Could this be the Android handset of the year?

Putting on a display

LG notes that you can wake the phone and turn off the display by double tapping on the screen. Or, you can buy the quite beautiful and well thought out a magnetic flip cover which will wake the phone as usual. Yes and yes: but the double tap stops working when you use a third party launcher, and given the state of LG’s skin – which I’ll come on to – the discerning ‘Droid user will probably want to.

LG G3 Android smartphone

Light weight and deceptively slim

With a pixel area four times the size of a standard HD screen (or, if you like, 1.8x the pixels of a full HD telly), the screen is the G3’s showpiece – complementing its 13Mp stills camera and 4K video capture. Games I tried - Badland and Smash Hit - looked good, and sounded great, thanks to the 1W speaker. In all the G3 has 11m sub pixels, so there is extraordinary detail, literally more than you can see.

All well and good, but is it legible outdoors and does the Quad HD screen kill the battery?

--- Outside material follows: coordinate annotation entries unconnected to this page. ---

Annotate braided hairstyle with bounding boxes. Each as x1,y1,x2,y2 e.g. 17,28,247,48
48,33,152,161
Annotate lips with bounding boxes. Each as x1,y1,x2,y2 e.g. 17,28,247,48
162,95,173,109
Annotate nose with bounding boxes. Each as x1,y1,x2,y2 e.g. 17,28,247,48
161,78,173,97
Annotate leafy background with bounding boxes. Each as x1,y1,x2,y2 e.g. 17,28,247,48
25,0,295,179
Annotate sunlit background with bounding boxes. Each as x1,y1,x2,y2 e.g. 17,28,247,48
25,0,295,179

Yes, and not so much, I found. The IPS is perfectly acceptable on a rare sunny June day and while the device doesn’t chug along as it might on a 3,000mAh cell, LG’s power saving has given it a useful stretch – one it can replicate usefully in other models.

LG G3 Android smartphone

Laser focusing camera enables accurate and rapid snapping

LG reckons that by using adaptive frame rates, and other tricks, it’s chiselled out about 20 per cent battery savings. In all, I found I could get a day out of typical use if I wasn’t playing games. There’s no getting away from the fact that the display draws a lot more power than standard HD displays, and most of the time you cannot see the Quad HD advantage – but in practice it gets you through the day.

LG didn’t cut corners by omitting a microSD slot; it’s present and correct. And it’s particularly good to see Qi wireless charging included, as once you have a couple of charging pads installed where you most use the phone, the battery life ceases to be a worry – it’s always topping up.

LG G3 Android smartphone

Topping up the power wirelessly on a Nokia Qi charger

Qi is built into a few Nokia Lumias and Google’s LG-built Nexus, but has not yet appeared on a popular, operator-subsidised phone. With prices for chargers now as low as £14 on Amazon, you should pick up a handful. Or even pop for a wireless battery pack like the Nokia DC-50, that never needs to be plugged in. You won’t regret it. It’s also nice to see infra-red blasters returning to phones – LG bundles in a Quick Remote app so programming your own Peep Show Master Blaster is straightforward.

Software fit and finesse

LG says it’s aimed for simplicity and tried to remove clutter with the G3’s software experience – but if that was the goal, we will have to judge it harshly. Tier 1 Android device manufacturers have, in recent years, attempted to add their own cumbersome skins and stuff the phone with their own-brand duplicate apps, and felt a backlash.

LG G3 Android smartphone

Homescreen – tapping the circular Google folder brings up a cluster of apps

Google has developed its own “stock” and Play Edition phones, and this no-frills Android has been popular at both ends of the market: at the tech-savvy end, where people add their own launchers, and at the bottom, where they want a basic feature phone, and stock Android is plenty good enough.

LG, which developed the most recent Nexus phones for Google, finds itself between two stools. Compared to stock Android, it’s a performance with a lot of dissonant notes. I wouldn’t grumble here as a bumpy ride has always been part of “the Android experience” – and it’s an Android world now. But Android has got much better.

LG G3 Android smartphone

Apps and browser

In particular, this year HTC has shown that it is possible to tame the wildest contours of the Android experience, and yet not bloat the device in the process. While LG’s 2014 skin is simpler than before, it doesn’t match the consistency and superior design of HTC’s current offering.